The bigger commitment behind the criticism
Provost’s willingness to speak so freely also settles a question that has hung over Alpine since he replaced Luca de Meo as Renault CEO in July 2025: whether the new leadership might walk away from Formula 1 altogether, particularly after the bold decision to shutter Renault’s works engine programme in favour of customer Mercedes power. His answer was unequivocal — “F1 is by far the biggest sporting event, all categories included” — citing the sport’s 800 million-plus followers and growing young audience as reasons a “veteran” brand like Renault must stay and recover its rightful position.
The recovery itself, he stressed, is about foundations rather than speed. After Alpine finished last in the 2025 constructors’ championship, the team sits fifth in 2026 — though only a single point ahead of a surging Racing Bulls. Provost’s target is points at every race and what he calls “robustness of the recovery” over quick wins: “We know also we stay humble, we know also what we have still to do.”
- Alpine finished last in the 2025 constructors’ standings before its switch to Mercedes power for 2026.
- The team scored a double points finish at Silverstone but described the weekend as “damage limitation”.
- Otro’s celebrity roster also included Rob McElhenney and Michael B. Jordan at various points of the investment.
- Any sale completed after September would no longer require Renault’s approval — a deadline both sides are watching.

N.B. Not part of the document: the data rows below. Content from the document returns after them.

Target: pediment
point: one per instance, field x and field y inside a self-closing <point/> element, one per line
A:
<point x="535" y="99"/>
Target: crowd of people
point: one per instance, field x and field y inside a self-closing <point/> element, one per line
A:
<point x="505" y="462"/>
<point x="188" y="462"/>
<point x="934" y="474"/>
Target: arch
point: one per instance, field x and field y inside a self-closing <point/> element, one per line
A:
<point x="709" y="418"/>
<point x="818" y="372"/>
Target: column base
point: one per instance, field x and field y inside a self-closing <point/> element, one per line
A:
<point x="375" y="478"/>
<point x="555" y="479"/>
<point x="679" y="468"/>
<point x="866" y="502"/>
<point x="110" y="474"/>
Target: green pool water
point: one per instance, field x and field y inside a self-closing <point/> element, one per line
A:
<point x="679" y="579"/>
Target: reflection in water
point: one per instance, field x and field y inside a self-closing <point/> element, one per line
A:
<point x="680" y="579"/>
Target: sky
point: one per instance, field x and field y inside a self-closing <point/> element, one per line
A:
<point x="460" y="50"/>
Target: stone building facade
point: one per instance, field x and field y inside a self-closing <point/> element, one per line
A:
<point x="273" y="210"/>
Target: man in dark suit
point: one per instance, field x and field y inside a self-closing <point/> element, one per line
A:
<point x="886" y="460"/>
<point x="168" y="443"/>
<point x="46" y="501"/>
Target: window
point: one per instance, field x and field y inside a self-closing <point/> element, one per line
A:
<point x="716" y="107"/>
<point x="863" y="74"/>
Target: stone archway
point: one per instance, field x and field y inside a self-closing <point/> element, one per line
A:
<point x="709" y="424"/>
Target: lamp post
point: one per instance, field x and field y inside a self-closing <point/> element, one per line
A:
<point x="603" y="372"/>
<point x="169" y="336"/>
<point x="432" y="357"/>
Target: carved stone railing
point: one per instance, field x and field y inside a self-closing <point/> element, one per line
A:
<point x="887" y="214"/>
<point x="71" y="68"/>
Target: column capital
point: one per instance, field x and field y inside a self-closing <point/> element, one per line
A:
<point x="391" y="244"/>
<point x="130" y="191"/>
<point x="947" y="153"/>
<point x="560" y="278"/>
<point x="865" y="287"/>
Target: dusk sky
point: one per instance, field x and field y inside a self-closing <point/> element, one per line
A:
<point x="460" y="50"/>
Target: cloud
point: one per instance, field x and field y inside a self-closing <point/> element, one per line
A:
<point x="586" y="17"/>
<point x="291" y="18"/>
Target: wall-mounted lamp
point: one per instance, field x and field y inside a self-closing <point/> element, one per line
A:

The irony of the whole affair is that Otro’s investment will almost certainly go down as a financial triumph — a potential tripling of its money in three years, purely on the rising tide of F1 valuations. But Provost’s verdict reframes what that success actually was: a bet on the sport’s growth, not a contribution to it. As Alpine rebuilds around Mercedes power and a stabilised structure, Renault’s message to the next investor is unmistakable — the era of shareholders who only show up in the team photo is over.